Red flag: "We don't track that" or "all our flags are accurate." No prediction model has a 0% false positive rate.

Q7: "What percentage of denials does your platform catch before submission, and what percentage still need to be worked after the fact?"

Why this matters: No platform prevents 100% of denials. Understanding the split between prevention (pre-submission) and management (post-denial) sets realistic expectations.

Good answer: "After 90 days of learning, our platform typically prevents 50-70% of historically denied claims from being denied. The remaining 30-50% are managed through automated appeal workflows." They provide client reference data to support the claim.

Red flag: "We eliminate denials." No platform eliminates denials.
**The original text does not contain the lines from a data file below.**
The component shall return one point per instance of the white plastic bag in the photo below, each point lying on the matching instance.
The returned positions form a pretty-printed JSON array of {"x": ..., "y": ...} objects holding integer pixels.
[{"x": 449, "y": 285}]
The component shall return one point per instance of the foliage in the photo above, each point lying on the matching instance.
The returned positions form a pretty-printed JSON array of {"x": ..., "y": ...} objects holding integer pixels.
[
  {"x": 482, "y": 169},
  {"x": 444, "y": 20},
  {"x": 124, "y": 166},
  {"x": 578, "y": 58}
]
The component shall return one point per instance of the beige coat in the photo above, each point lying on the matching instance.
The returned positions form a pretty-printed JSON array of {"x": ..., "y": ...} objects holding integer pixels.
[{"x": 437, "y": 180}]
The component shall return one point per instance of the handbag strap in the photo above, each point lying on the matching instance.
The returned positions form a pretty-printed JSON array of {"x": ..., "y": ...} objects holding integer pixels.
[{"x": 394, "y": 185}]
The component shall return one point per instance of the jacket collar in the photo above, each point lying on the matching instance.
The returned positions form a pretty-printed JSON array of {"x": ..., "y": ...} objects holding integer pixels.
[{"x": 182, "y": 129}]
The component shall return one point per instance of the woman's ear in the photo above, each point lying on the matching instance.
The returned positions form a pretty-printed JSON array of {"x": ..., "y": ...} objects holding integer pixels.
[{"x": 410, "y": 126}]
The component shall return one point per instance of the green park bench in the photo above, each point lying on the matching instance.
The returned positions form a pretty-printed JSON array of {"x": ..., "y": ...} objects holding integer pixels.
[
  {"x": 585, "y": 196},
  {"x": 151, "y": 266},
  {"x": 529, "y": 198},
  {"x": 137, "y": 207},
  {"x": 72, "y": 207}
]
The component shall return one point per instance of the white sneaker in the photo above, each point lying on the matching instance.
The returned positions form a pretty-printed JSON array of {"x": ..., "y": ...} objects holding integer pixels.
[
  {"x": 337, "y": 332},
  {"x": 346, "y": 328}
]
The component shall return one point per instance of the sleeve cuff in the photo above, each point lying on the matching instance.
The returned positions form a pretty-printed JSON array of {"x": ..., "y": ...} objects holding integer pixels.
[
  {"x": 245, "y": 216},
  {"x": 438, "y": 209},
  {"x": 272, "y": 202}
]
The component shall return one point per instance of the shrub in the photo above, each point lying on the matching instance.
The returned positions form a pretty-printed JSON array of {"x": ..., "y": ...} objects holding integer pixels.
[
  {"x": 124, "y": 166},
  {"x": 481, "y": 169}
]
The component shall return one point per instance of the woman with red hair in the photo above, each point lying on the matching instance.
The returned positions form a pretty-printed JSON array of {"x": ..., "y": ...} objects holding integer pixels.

Some denials are caused by payer errors, policy changes, and situations that no AI can predict.

Category 3: Payer Intelligence

Q8: "How many payers are in your rules database? How often are payer rules updated?"

Why this matters: Healthcare has 900+ payers with constantly changing rules. The AI's payer coverage determines whether it can actually prevent denials for your specific payer mix.

Good answer: "We maintain active rule sets for [1,000+] payers, covering [95%+] of commercial claims volume nationally. Payer rules are updated [continuously / weekly / as changes are detected], not just at annual contract renewal."

Red flag: "We cover all major payers" without a specific number. Or updates happen quarterly — which means 3 months of denials from payer rule changes that the system didn't detect.

Q9: "Can I see rules and denial patterns for [your top 3 payers by name]?"

Why this matters: Generic payer coverage doesn't help if the platform doesn't have specific intelligence about your actual payers. Ask about your payers — by name.

Good answer: The vendor pulls up payer-specific data — denial trends, common denial reasons, rule sets, and behavioral patterns for the specific payers you name.

Red flag: "We'll need to check on that" or the data looks generic (same patterns for every payer).

Category 4: Integration and Technical Architecture

Q10: "How does your platform integrate with [your specific EHR]? Is it real-time or batch?"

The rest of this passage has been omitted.